Endocrine Abstracts

Authors present a case report of the 25-year patient with suspicion of adrenal insufficiency (AI). Based on the clinical picture and plasma cortisol levels in low-dose 1 μg ACTH test (32.00–65.40 nmol/l, normal response >500 nmol/l) AI was confirmed. On ECG record was present deep s-wave in leads I, II, III, aVF, V5-V6 and rsŕ-shaped QRS complex in leads aVR and V1 – finding consistent with incomplete right bundle-branch block. Moreover horizontal elevation ST in V1, saddleback elevation in V2 and ascendent elevation in V3 were present.

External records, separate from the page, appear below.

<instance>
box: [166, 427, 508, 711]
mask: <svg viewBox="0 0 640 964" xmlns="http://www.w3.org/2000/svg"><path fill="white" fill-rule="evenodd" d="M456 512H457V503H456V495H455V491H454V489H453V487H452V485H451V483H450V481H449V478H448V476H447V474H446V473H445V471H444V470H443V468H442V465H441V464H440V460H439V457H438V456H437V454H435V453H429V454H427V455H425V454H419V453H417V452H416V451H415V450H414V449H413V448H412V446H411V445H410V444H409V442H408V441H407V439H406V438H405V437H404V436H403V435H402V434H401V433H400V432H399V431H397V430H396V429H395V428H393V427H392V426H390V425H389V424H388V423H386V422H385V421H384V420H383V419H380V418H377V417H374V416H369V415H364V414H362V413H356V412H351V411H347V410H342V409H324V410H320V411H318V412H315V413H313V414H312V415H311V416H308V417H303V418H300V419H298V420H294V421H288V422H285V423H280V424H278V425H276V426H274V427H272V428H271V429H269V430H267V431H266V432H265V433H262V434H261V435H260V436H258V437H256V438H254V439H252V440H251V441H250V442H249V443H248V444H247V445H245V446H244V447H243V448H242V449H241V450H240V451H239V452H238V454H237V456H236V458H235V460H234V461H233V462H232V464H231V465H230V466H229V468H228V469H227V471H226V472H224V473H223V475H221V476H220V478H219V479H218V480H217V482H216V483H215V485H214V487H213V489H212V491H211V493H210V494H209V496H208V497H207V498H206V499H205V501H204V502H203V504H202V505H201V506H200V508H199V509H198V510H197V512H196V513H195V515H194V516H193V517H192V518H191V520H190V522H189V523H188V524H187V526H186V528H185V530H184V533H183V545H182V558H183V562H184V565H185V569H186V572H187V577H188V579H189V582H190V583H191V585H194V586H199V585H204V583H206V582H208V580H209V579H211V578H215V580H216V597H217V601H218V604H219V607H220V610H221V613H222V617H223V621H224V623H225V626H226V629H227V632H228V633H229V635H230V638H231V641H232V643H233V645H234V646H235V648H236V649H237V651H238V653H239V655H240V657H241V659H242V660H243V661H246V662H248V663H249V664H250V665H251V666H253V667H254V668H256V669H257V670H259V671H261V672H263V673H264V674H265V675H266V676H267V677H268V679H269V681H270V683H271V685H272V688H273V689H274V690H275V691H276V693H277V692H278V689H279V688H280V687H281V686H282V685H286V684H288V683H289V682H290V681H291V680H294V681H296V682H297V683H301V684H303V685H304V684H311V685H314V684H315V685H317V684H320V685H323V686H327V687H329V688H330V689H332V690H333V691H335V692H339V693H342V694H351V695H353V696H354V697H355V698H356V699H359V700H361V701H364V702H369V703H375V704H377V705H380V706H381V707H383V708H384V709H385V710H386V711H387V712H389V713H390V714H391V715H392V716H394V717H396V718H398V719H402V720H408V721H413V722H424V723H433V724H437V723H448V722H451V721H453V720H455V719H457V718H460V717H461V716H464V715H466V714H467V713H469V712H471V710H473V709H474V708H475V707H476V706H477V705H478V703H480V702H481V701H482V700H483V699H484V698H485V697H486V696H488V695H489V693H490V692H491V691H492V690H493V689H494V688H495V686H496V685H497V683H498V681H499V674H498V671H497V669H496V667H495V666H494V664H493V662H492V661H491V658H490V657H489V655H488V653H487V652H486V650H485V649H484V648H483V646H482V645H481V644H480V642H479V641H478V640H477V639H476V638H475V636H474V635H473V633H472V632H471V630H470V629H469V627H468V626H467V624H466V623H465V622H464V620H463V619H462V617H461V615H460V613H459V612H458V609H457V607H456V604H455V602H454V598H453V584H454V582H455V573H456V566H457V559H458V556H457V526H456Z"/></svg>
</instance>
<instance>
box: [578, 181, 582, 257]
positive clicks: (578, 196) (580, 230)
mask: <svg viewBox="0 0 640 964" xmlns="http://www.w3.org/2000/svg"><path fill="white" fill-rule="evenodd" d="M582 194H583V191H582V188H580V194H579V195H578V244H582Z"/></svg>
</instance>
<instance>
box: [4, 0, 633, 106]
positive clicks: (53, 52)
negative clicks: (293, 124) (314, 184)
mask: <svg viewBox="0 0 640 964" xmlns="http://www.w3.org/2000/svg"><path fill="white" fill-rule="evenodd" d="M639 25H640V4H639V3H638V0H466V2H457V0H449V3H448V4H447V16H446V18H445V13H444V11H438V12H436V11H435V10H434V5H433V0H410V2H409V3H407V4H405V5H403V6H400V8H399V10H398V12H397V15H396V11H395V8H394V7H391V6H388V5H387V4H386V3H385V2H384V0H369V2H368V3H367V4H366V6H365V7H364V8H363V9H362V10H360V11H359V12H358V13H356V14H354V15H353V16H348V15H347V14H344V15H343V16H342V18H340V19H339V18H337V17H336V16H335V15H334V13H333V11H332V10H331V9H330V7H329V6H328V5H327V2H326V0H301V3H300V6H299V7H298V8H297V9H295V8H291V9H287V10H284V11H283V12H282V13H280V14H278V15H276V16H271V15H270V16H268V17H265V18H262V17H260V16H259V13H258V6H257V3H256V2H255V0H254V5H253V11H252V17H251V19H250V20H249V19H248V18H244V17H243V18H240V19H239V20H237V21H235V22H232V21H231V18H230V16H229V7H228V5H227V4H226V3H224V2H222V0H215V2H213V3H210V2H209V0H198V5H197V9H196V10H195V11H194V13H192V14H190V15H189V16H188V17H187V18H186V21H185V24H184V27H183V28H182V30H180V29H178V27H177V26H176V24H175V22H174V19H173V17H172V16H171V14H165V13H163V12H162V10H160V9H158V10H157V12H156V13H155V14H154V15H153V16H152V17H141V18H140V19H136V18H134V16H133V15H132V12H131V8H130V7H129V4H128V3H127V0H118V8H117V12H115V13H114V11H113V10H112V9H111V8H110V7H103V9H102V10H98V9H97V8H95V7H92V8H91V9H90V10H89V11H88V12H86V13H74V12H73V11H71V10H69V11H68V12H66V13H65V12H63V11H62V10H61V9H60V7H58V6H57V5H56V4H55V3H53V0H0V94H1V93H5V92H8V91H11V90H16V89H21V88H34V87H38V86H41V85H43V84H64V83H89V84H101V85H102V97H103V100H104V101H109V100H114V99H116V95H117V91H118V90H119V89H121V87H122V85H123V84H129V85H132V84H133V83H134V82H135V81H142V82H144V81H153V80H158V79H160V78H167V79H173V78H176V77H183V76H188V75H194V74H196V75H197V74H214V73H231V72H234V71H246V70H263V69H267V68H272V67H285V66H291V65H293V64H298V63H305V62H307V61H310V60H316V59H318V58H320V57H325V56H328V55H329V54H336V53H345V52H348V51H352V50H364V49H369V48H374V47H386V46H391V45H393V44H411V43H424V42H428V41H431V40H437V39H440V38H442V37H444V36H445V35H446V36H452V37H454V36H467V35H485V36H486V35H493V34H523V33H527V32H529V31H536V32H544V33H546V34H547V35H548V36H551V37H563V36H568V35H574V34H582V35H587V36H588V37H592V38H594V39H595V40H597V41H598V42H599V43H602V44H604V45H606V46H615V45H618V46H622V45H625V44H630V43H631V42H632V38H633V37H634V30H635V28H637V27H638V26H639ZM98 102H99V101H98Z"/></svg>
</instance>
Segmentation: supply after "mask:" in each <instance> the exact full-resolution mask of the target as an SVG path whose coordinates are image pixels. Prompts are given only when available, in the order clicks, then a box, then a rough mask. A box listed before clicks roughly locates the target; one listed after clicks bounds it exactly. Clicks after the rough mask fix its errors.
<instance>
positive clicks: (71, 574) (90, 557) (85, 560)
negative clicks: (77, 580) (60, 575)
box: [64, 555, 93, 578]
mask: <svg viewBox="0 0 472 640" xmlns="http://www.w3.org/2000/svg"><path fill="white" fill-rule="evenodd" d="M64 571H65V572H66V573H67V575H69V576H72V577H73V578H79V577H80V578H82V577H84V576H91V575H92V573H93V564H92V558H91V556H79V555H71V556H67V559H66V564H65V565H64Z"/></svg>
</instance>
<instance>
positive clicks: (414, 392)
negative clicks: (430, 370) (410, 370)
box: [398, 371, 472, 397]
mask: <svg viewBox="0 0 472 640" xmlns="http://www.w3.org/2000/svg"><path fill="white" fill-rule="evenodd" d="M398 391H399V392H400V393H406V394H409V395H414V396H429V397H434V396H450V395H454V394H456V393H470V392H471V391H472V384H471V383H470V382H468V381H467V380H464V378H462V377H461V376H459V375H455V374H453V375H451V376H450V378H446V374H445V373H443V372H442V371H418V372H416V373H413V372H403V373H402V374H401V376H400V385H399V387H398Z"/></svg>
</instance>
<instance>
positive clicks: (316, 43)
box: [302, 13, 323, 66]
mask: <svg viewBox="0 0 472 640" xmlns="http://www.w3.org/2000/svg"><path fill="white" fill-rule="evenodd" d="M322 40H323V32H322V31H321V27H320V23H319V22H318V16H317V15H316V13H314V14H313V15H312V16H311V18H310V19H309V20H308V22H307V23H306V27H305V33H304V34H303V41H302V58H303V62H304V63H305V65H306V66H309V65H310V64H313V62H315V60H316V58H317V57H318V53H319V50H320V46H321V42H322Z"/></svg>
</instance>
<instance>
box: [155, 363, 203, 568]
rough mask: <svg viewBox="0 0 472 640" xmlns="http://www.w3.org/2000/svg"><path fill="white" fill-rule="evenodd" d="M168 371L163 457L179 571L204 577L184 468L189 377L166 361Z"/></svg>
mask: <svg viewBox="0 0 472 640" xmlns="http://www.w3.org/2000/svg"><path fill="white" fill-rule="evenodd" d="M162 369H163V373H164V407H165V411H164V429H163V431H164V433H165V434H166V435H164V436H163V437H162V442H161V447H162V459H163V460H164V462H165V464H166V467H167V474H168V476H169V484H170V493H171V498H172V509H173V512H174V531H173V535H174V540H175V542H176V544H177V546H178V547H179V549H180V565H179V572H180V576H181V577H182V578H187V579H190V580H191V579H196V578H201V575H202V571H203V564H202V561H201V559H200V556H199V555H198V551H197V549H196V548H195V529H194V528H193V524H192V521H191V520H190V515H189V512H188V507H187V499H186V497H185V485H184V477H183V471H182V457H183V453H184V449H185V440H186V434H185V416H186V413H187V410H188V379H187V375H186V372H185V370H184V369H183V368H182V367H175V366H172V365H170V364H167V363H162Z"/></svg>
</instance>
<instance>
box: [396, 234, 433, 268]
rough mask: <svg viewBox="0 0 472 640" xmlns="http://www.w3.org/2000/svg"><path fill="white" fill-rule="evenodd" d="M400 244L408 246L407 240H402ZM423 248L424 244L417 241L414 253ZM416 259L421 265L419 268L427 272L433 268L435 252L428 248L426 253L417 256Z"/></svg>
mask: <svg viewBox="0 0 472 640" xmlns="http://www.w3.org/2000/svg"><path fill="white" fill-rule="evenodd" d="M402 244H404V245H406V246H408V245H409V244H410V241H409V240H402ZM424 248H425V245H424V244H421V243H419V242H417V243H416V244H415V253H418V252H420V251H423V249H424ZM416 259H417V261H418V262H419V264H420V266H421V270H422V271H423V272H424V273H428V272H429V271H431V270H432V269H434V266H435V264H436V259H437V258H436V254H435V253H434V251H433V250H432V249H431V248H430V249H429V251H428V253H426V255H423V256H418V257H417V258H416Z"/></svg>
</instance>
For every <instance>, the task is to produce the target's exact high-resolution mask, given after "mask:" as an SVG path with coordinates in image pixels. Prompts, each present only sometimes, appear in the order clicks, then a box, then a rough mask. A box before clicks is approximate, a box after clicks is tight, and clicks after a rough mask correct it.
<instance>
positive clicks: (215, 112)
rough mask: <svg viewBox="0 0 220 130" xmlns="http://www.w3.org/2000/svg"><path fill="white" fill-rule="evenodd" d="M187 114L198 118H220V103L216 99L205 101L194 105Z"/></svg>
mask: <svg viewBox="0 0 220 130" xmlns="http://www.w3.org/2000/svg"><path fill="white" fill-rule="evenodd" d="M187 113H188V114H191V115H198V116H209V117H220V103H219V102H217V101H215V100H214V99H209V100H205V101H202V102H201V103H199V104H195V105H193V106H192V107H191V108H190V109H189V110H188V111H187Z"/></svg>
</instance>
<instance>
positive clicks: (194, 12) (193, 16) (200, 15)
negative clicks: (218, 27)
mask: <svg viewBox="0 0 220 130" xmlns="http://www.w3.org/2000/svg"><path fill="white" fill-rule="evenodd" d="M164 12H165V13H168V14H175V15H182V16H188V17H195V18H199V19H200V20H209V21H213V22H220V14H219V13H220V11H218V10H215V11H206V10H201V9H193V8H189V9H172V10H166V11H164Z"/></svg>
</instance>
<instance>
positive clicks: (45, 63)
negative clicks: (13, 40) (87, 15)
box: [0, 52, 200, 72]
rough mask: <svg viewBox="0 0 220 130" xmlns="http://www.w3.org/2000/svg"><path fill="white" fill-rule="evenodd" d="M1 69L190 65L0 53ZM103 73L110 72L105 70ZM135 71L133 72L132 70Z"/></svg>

Although mineral changes (hyperkalemia, hypercalcemia) which are typical findings in patients with untreated AI are possible causes of the ST-segment elevations, the pacient’s mineral levels were in normal values (K 4.0 mmol/l, Ca 2.45 mmol/l). Event in negative family and personal history regarding sudden cardiac death, arrhytmias or need for resuscitation the suspicion for Brugada syndrome (BS) was expressed. Ajmaline test (50 mg i.v. 10 mg/min.) was indicated and performed, in which saddleback ST-elevations (type 2) changed to typical pattern of elevations (type 1) patognomic for BS. Presently we are waiting for result of the molecular analysis of the gene coding SCN5A sodium channel. Mutations in this gene are at the present time the only underlying cause of malignant arrhytmias in patients with BS. This case presents urge for careful interdisciplinary endocrinological-cardiological differential diagnosis in evaluation of ECG changes in patients with endocrine disorders.